Updated

A U.S.-led coalition convoy hit and killed a boy in Kabul, while Afghan and coalition forces arrested five suspected Al Qaeda in eastern Afghanistan on Wednesday.

Acting on intelligence, the joint forces arrested the "Al Qaeda associates" during a raid on a compound in Nangarhar province's Chaparhar district, a coalition statement said. It said no shots were fired and no serious injuries reported.

On Tuesday in Kabul, a coalition convoy was passing through a bazaar when the boy stepped into the road from behind a large truck, a coalition statement said. The convoy stopped to provide first aid and the boy was evacuated for medical care, but died of his injuries, it said.

In the volatile south, gunmen kidnapped Habib Rahman, the agriculture department director of Zabul province, as he was traveling by car from neighboring Ghazni province on Tuesday, said Ali Shah Ahmadzai, Ghazni's police chief.
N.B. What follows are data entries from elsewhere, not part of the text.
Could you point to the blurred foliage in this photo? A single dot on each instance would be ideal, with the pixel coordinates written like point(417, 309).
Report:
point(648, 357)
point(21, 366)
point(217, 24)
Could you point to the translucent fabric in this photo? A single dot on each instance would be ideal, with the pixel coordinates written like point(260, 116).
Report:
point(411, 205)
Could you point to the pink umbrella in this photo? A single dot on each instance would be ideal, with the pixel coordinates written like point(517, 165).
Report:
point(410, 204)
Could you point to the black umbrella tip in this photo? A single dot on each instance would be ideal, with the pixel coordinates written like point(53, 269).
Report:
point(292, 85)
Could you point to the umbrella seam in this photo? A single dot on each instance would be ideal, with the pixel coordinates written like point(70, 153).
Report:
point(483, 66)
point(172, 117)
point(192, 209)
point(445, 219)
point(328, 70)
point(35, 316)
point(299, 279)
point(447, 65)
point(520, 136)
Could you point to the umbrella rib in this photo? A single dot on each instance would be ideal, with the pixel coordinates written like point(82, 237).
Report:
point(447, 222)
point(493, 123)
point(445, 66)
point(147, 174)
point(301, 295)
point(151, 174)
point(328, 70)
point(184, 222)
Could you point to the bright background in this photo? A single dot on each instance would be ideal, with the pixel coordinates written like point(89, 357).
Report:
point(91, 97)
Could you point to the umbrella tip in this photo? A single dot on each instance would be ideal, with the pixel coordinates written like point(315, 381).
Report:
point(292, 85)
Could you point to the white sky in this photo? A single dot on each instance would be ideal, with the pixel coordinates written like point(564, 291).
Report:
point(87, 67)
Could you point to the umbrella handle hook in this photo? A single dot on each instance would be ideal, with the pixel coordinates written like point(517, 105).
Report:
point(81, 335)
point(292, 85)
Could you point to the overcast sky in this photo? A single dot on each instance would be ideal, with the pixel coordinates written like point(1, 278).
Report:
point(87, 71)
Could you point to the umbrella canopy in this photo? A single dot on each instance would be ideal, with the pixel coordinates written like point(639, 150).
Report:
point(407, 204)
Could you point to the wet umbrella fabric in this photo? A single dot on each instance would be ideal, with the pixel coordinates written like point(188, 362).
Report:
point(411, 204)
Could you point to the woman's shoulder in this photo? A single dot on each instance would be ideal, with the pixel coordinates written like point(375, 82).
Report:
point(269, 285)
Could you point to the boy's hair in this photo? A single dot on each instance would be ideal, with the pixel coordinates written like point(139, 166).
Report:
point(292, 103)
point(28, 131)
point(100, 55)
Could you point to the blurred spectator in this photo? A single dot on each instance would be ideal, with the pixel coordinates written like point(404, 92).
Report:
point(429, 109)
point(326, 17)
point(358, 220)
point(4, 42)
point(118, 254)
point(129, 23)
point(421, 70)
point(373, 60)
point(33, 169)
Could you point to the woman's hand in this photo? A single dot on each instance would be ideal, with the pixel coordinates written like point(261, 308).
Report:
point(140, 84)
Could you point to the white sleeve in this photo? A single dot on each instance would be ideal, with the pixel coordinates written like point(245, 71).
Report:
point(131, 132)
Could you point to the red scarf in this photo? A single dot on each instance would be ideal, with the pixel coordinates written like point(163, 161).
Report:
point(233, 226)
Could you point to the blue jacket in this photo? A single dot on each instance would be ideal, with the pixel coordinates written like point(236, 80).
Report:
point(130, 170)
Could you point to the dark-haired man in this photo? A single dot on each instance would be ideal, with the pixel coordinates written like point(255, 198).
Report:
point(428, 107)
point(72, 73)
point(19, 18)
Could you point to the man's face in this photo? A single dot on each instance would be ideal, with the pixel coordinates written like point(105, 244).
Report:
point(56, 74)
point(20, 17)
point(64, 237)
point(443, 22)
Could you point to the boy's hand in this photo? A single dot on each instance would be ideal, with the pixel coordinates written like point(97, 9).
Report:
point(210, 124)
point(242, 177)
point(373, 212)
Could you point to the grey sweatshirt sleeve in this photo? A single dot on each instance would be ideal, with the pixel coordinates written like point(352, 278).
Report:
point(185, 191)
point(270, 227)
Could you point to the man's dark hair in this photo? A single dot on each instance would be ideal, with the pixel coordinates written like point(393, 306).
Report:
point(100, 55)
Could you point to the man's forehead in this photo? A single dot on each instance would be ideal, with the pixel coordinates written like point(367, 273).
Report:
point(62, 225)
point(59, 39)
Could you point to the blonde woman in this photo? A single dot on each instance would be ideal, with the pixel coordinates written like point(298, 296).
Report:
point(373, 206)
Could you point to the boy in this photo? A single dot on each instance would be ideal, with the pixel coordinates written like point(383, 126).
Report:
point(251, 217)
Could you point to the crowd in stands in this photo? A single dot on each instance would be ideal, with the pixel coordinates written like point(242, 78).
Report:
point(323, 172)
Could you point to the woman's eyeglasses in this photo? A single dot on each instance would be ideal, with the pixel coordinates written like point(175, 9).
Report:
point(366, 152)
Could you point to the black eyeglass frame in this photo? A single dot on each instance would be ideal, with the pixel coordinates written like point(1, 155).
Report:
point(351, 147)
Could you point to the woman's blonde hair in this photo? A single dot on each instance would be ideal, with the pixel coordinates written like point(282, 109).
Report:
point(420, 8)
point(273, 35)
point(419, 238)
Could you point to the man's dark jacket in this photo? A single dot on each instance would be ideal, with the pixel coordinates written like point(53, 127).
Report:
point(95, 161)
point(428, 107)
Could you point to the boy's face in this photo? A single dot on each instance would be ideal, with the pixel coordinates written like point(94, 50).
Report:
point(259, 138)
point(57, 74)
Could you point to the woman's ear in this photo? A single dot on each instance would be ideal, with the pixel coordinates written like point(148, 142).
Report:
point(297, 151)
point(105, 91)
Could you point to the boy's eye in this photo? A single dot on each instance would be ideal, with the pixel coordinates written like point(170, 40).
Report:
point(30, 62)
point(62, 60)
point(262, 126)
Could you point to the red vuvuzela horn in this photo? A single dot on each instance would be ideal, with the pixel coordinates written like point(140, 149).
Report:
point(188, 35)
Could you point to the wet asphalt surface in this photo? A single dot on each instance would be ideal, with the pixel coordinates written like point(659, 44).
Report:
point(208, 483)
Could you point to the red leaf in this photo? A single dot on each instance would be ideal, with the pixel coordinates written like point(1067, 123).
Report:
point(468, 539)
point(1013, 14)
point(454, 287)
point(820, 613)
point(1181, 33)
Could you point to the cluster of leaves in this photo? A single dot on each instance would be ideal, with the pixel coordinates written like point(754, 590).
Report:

Purported Taliban spokesman Qari Yousef Ahmadi claimed responsibility for the kidnapping in a phone call from an undisclosed location. Ahmadi said Taliban authorities will decide Rahman's fate.

In western Herat province, meanwhile, Afghan troops searched a suspicious guarded compound on Tuesday and discovered 18 rocket propelled grenades, 27 AK-47 weapons and Afghan police uniforms, a coalition statement said. The guard later confessed that he commanded more than 100 Taliban fighters, it said.

Also Tuesday, a powerful remote-controlled bomb destroyed a U.N. vehicle in southern Afghanistan's main city, killing four Nepalese guards and an Afghan driver, officials said.

The attack on a three-vehicle U.N. convoy in Kandahar was the bloodiest in Afghanistan for the world body since the hard-line Taliban militia's 2001 ouster. It showed how violence still impedes much-needed reconstruction.

The convoy was beside a canal when unidentified assailants detonated the charge. It hit a gray sport-utility vehicle, killing the four guards and their driver, police and the U.N. said.

An Associated Press reporter saw two charred bodies on the road nearby. The blast blew off two of the car's doors and gouged a crater in the road.

No one immediately claimed responsibility.

The attack came a day after a Human Rights Watch report accused Taliban militants of committing war crimes by targeting civilians.

The rights group said militants killed nearly 700 Afghan civilians in 2006 — more than three times the civilian deaths attributed to U.S. and NATO forces, which have been criticized for using excessive force in civilian areas.